NORD gratefully acknowledges Thomas O. Carpenter, MD, Pediatric Endocrinology, Yale University School of Medicine, for assistance in the preparation of this report.
Familial hypophosphatemia is a term that describes a group of rare inherited disorders characterized by impaired kidney conservation of phosphate and in some cases, altered vitamin D metabolism. In contrast, other forms of hypophosphatemia may result from inadequate dietary supply of phosphate, or its poor absorption from the intestines. The chronic hypophosphatemia resulting from these impairments can lead to rickets, a childhood bone disease with characteristic bow deformities of the legs, growth plate abnormalities, and progressive softening of the bone, referred to as osteomalacia. In children, growth rates may be impaired, frequently resulting in short stature. In adults, the growth plate is not present so that osteomalacia is the evident bone problem. Familial hypophosphatemia is most often inherited in an X-linked dominant manner, however, autosomal dominant and recessive forms of familial hypophosphatemia occur.
Signs and symptoms of familial hypophosphatemia vary greatly, and are usually first noticed at about eighteen months of age. Children often present with progressive bow or knock-knee deformities, and/or short stature. Bone pain often develops when the child is actively engaged in physical activities. Adults may complain of osteomalacia-related pain, propensity to fracture, arthritis, or pain attributable to excess mineralization of tendons at the site of muscular attachments.

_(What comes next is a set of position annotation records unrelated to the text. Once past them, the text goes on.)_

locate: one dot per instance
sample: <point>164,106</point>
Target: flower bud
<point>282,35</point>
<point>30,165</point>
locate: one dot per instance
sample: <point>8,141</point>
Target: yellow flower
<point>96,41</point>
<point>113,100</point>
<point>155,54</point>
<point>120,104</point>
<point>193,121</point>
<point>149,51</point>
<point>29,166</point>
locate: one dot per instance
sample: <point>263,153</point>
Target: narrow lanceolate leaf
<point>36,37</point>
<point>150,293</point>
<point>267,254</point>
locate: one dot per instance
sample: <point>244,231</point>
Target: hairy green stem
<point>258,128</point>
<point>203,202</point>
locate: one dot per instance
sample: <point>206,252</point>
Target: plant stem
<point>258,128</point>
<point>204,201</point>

Infants may have an abnormally tall, narrow head (dolichocephaly), a relative enlargement of the front-to-back dimension (scaphocephaly), or abnormally early fusion of the skull bones (craniosynostosis). Toddlers may have an abnormal “waddling” walk (gait) due to abnormally bowed legs (genu varus). In some patients, the knees are bent inwards such that they are too close together (knock knees or genu valgum). Hip deformities in which the thighbone angles towards the center of the body (coxa vara) may occur. Affected individuals often reach a shorter adult height than would otherwise be expected. In older adults, narrowing of the spine (spinal stenosis), and abnormal side-to-side curvature of the spine (scoliosis) may occur.

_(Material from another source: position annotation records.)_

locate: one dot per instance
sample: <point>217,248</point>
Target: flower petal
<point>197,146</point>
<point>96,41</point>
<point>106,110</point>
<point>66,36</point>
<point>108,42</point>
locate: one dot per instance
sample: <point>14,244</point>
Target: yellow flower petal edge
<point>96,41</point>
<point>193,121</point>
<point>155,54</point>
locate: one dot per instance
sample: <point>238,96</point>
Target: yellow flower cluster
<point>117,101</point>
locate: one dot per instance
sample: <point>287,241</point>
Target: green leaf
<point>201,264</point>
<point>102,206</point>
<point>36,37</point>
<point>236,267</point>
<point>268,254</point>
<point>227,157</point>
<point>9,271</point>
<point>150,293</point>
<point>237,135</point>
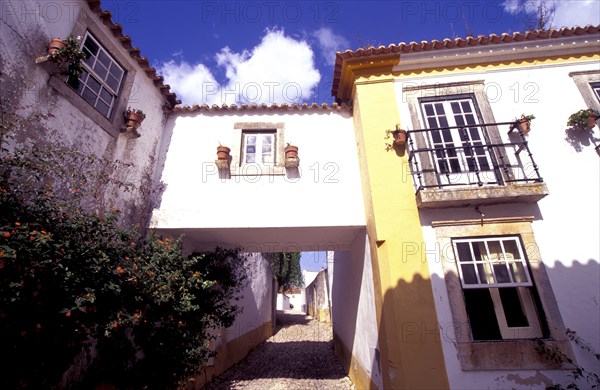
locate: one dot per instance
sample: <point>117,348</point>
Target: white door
<point>460,157</point>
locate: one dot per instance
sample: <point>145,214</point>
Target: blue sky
<point>283,51</point>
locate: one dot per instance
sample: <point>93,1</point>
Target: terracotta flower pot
<point>591,121</point>
<point>55,45</point>
<point>291,151</point>
<point>223,152</point>
<point>134,119</point>
<point>399,137</point>
<point>524,125</point>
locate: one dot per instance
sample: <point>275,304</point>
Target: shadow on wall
<point>577,291</point>
<point>346,287</point>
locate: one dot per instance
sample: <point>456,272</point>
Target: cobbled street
<point>299,356</point>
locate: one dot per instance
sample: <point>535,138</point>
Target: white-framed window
<point>596,88</point>
<point>458,141</point>
<point>101,79</point>
<point>497,287</point>
<point>259,147</point>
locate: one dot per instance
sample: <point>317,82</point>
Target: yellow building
<point>466,232</point>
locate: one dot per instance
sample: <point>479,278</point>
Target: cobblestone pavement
<point>299,356</point>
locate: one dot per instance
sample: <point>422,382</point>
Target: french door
<point>460,156</point>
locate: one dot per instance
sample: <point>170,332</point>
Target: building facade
<point>482,262</point>
<point>464,258</point>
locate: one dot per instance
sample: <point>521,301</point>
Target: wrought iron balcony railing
<point>471,155</point>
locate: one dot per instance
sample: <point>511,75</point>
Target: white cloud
<point>278,70</point>
<point>577,12</point>
<point>568,12</point>
<point>192,84</point>
<point>329,43</point>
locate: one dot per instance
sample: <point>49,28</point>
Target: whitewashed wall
<point>25,30</point>
<point>566,224</point>
<point>314,207</point>
<point>353,306</point>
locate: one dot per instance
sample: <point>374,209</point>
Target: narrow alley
<point>298,356</point>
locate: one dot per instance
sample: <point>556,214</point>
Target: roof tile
<point>447,43</point>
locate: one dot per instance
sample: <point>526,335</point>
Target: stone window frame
<point>86,22</point>
<point>583,81</point>
<point>501,354</point>
<point>414,95</point>
<point>239,169</point>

Symptoms such as weakness and intermittent muscle cramps may also occur, although this is not a usual finding in childhood. Cases of familial hypophosphatemia may range from mild to severe. Some individuals may have no noticeable symptoms while others may be marked by pain and/or stiffness of the back, hips, and shoulders possibly limiting mobility. In later adulthood, calcification of tendons and ligaments and the development of bone spurs or bony protrusions can further limit mobility and cause pain.
Dental problems such as decay and abscesses or late eruption of teeth may develop in individuals with familial hypophosphatemia. Less frequently, affected individuals develop enamel defects and an increased frequency of cavities (caries). In some affected individuals, hearing impairment due to malformation of the inner ears (sensorineural hearing loss) may also be present.
In most individuals, familial hypophosphatemia is inherited in an X-linked dominant manner, however variant forms may be inherited in an autosomal dominant or recessive manner.
In contrast to most X-linked disorders which are recessive, primarily affecting males (in which the only X chromosome is affected), X-linked dominant disorders also occur in heterozygous females (with only one affected X chromosome and one normal X chromosome).
X-linked hypophosphatemia (XLH) is caused by a change (mutation) in the PHEX gene located on the X chromosome resulting in a variant type of PHEX protein. The PHEX protein is a member of an enzyme family of proteins, but it is not precisely clear what the cellular function of PHEX is. The bone cells that express PHEX also secrete an important hormone called FGF23, which is produced in increased amounts when the PHEX protein loses its function, as occurs in XLH. This factor has been shown to act on the kidney to result in excessive urinary excretion of phosphate. The mechanism by which the elevated FGF23 levels occur in the setting of PHEX dysfunction is also not understood.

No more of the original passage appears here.